ALEX: Yeah, a number of times. A long time ago, I got an agent in Los Angeles for my acting stuff. I found that I didn’t get along with Los Angeles as a city. It was bad because I was mixing with quite a lot of British actors, and that goes back to the super competitive, not collaborative sort of part of that industry that I’ve never really been comfortable with. But also, we’ve done some music stuff there and there are some lovely people I know in Los Angeles.
In New York, when we showed up to do some gigs, friends of friends were falling over themselves to lend us gear and help us out. It was all for free. They just wanted to help out. Obviously, we’ll reciprocate, and we have reciprocated when people come over here. In Los Angeles, I understood that we were going to be getting “mates rates” for the gear we were borrowing. What I didn’t realize is that, for the upright bass that we borrowed, when we brought it back, the guy was like, “This is how much money you owe me” and it was four times what a rental place would have cost. I was like, “Oh, I thought we were getting mates rates” and he was like, “Yeah, my mate is getting me a deal.” I was like, “Oh, it doesn’t mean that in England. It would mean that I’d be getting the deal.” He was like, “Not here.” That was a learning curve.
In 2019, I had a run of solo shows and then the band came out to Los Angeles and we had showcased to some agents and it all went really well and then everything went south with the pandemic so we had to sort of park it. We’re just sort of building those relationships back. When Henry and I went to Nashville, we played to some of the agents that we’d met before and built some more relationships. We’re looking to go back possibly for the Folk Alliance Festival in March or April. This time we’ve got a team and I think we’ve got a much better shot at finding the niche that we need to be in.
Is there a music scene comparable to Nashville where you’re from in England?
ALEX: Teesside, where I’m from, has a kind of counterculture alternative art scene. There was a very famous theater called the Dovecot Arts where lots of experimental music, theater, and punk music was performed. There’s a band called Shame that are doing quite well and they are from up there. There’s a band called Benefits who are sort of extreme but they’re totally authentic. I know one of the guys and they used to be a band called The Chapman Family. The part of the east side where they are from is a good spot for edgy, sort of visceral, art that reflects the area. It’s an industrial, forgotten about, part of the UK with lots of unemployment and lots of low-income families.
London is a have-or-have-not sort of city. There’s a bit of everything. I came to London because it was the only place you could really audition to be a professional actor. One of the things that I think has helped me is that I’ve never wanted to be a part-time musician or a part-time actor. I’ve never accepted that I can do that, which means my bank balance is always pretty low but I think it means that I’ve pushed through stuff that maybe the people who are super talented don’t want to take that risk.
But in terms of a music scene, I expect people would say Manchester and Liverpool have a lot going on.
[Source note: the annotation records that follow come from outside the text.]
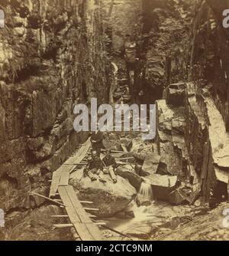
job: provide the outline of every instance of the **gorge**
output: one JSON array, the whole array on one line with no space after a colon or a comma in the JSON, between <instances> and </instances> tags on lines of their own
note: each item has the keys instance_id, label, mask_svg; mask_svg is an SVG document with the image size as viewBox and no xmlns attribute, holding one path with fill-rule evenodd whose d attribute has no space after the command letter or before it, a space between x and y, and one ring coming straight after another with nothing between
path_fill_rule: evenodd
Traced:
<instances>
[{"instance_id":1,"label":"gorge","mask_svg":"<svg viewBox=\"0 0 229 256\"><path fill-rule=\"evenodd\" d=\"M31 194L48 196L53 172L88 139L74 130L74 107L90 109L92 98L156 105L153 139L105 134L104 150L126 164L118 186L94 185L82 169L70 176L79 199L128 236L105 229L104 238L228 240L228 8L227 0L0 0L0 240L74 240L52 230L50 215L62 209ZM137 196L140 188L153 199Z\"/></svg>"}]
</instances>

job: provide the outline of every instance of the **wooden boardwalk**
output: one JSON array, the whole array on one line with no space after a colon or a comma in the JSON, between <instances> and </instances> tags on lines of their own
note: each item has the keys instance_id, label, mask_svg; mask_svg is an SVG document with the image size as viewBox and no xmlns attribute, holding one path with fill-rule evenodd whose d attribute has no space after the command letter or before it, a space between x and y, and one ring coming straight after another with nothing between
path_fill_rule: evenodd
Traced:
<instances>
[{"instance_id":1,"label":"wooden boardwalk","mask_svg":"<svg viewBox=\"0 0 229 256\"><path fill-rule=\"evenodd\" d=\"M69 175L71 172L78 166L83 166L82 161L87 157L91 147L90 140L88 139L78 152L71 156L53 174L52 183L50 192L50 198L55 198L60 195L61 204L63 204L70 221L69 225L60 225L60 227L73 227L76 229L79 238L82 241L101 241L102 240L99 228L96 223L90 218L90 215L86 212L95 211L93 208L85 208L82 203L90 203L89 202L80 202L73 188L69 185ZM99 224L98 224L99 225Z\"/></svg>"}]
</instances>

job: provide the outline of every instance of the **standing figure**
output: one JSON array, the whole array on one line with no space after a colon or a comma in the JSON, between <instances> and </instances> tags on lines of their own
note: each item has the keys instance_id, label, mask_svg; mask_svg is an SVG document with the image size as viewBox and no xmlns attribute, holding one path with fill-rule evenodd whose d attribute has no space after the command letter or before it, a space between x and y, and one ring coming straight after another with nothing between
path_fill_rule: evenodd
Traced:
<instances>
[{"instance_id":1,"label":"standing figure","mask_svg":"<svg viewBox=\"0 0 229 256\"><path fill-rule=\"evenodd\" d=\"M114 183L117 183L117 178L115 176L115 169L117 163L114 157L111 155L111 150L106 151L106 155L102 159L102 162L105 166L103 172L105 174L109 174L113 180Z\"/></svg>"},{"instance_id":2,"label":"standing figure","mask_svg":"<svg viewBox=\"0 0 229 256\"><path fill-rule=\"evenodd\" d=\"M100 156L101 149L102 148L103 133L97 130L92 133L91 136L91 143L93 151L96 151L98 156Z\"/></svg>"}]
</instances>

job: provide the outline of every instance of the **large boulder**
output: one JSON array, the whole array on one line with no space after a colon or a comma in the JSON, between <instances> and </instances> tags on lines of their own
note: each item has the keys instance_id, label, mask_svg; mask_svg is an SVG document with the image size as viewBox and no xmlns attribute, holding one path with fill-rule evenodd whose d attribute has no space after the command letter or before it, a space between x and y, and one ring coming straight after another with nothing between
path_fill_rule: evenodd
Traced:
<instances>
[{"instance_id":1,"label":"large boulder","mask_svg":"<svg viewBox=\"0 0 229 256\"><path fill-rule=\"evenodd\" d=\"M156 173L160 160L160 156L154 153L148 155L144 160L142 169L149 173Z\"/></svg>"},{"instance_id":2,"label":"large boulder","mask_svg":"<svg viewBox=\"0 0 229 256\"><path fill-rule=\"evenodd\" d=\"M92 182L89 177L83 177L83 171L79 170L70 176L70 185L73 185L80 200L92 201L92 208L99 211L95 214L99 217L111 217L126 208L134 199L136 189L120 176L114 184L108 175L104 175L106 183L98 181ZM95 214L95 212L93 212Z\"/></svg>"},{"instance_id":3,"label":"large boulder","mask_svg":"<svg viewBox=\"0 0 229 256\"><path fill-rule=\"evenodd\" d=\"M148 184L151 184L153 197L156 199L169 201L170 194L179 184L178 177L151 174L145 178Z\"/></svg>"},{"instance_id":4,"label":"large boulder","mask_svg":"<svg viewBox=\"0 0 229 256\"><path fill-rule=\"evenodd\" d=\"M143 178L138 176L131 166L121 166L117 168L116 173L124 179L127 179L129 182L138 191Z\"/></svg>"}]
</instances>

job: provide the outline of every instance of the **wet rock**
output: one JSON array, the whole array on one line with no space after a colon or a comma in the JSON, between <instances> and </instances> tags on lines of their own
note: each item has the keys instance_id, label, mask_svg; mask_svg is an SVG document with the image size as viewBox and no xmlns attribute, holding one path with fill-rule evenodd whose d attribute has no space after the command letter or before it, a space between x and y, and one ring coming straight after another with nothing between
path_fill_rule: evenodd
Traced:
<instances>
[{"instance_id":1,"label":"wet rock","mask_svg":"<svg viewBox=\"0 0 229 256\"><path fill-rule=\"evenodd\" d=\"M184 203L188 203L190 199L187 195L182 191L181 189L177 189L172 192L169 198L169 202L174 205L182 205Z\"/></svg>"},{"instance_id":2,"label":"wet rock","mask_svg":"<svg viewBox=\"0 0 229 256\"><path fill-rule=\"evenodd\" d=\"M107 181L92 182L89 177L83 177L83 171L79 170L70 176L69 184L77 191L79 198L94 202L92 207L99 208L98 215L110 217L124 210L136 195L136 189L127 180L117 176L118 182L114 184L108 175L103 176Z\"/></svg>"},{"instance_id":3,"label":"wet rock","mask_svg":"<svg viewBox=\"0 0 229 256\"><path fill-rule=\"evenodd\" d=\"M153 197L160 200L169 200L169 195L178 185L178 177L151 174L145 178L151 184Z\"/></svg>"},{"instance_id":4,"label":"wet rock","mask_svg":"<svg viewBox=\"0 0 229 256\"><path fill-rule=\"evenodd\" d=\"M121 144L118 140L103 139L102 144L106 149L123 151Z\"/></svg>"},{"instance_id":5,"label":"wet rock","mask_svg":"<svg viewBox=\"0 0 229 256\"><path fill-rule=\"evenodd\" d=\"M160 164L160 156L157 153L152 153L147 156L144 159L142 169L148 173L156 173Z\"/></svg>"},{"instance_id":6,"label":"wet rock","mask_svg":"<svg viewBox=\"0 0 229 256\"><path fill-rule=\"evenodd\" d=\"M170 84L167 89L167 103L173 106L184 106L185 89L184 83Z\"/></svg>"},{"instance_id":7,"label":"wet rock","mask_svg":"<svg viewBox=\"0 0 229 256\"><path fill-rule=\"evenodd\" d=\"M138 176L131 166L119 166L116 169L116 174L124 179L127 179L129 182L137 189L139 190L143 178Z\"/></svg>"},{"instance_id":8,"label":"wet rock","mask_svg":"<svg viewBox=\"0 0 229 256\"><path fill-rule=\"evenodd\" d=\"M151 227L148 225L142 225L135 227L133 228L129 228L126 234L134 238L137 238L139 239L149 239L151 235Z\"/></svg>"}]
</instances>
I know people that are quite successful in the Northwest in Manchester, Liverpool but it doesn’t translate all that well to London, ticket-wise or whatever. I think it’s a little bit easier if you can establish something in London to then go out to the cities. I know that Leeds and Newcastle, they go through cycles of trying to invest in the arts.
I’ve got an opinion, not a fact. There’s a lot of Arab money now because the football clubs are all owned by Gulf states. Manchester’s just had a big 23,000 indoor venue built specifically for music by the Qatari state. It’s almost like a competition. Newcastle is having the same thing happen. I suppose the people of Newcastle, people of Manchester, it may feel to them like that that’s going to be a benefit but I know some people involved in music in Newcastle who said they stopped going to watch football because they don’t agree with what’s happening. They go to watch Gateshead or something, non-league teams. And I’m almost 100% sure that there won’t be any opportunities for local bands at the 23,000 seat indoor arena. It doesn’t help those people that are really making great music sell tickets in their hometown.
We tour quite a bit in Europe. We’re going over to Sweden three times in the next four or five months. There’s a really good scene for what me and my band do, which is hard to describe. It’s like they’re very keen on Nashville, that part of America, that part of American culture. And they make a Swedish version of it.
When you’re in Nashville, do you feel like a stranger in a foreign land or do you feel like you’re at home?
ALEX: The time before when I went, I did a very fleeting visit. We were driving from New York to Los Angeles and stopping on the way, playing some shows and it just was like a blur. I didn’t really get to understand it as a place.
This time, we were there for a lot longer and it was really nice. Going back to the acting comparison, it is like the music version of Los Angeles because it seems to be where everybody has an office, where everybody goes and does shows all the time. But the difference was how nice everybody is to one another and how collaborative everybody is. I mean, I was introduced to Braison Cyrus, Miley Cyrus’s brother, and we got on really well, so we did a little bit of writing together. We’ve kept in touch and he’s going to come play with us, I think, when we do European stuff, because he happens to be in Europe at the same time. That wouldn’t really happen in the acting world. Somebody who’s established and with that kind of background wouldn’t be interested in me and wouldn’t listen to my stuff or wouldn’t watch something I was in and go, “Cool, maybe we can do something together.” So that was really nice and refreshing.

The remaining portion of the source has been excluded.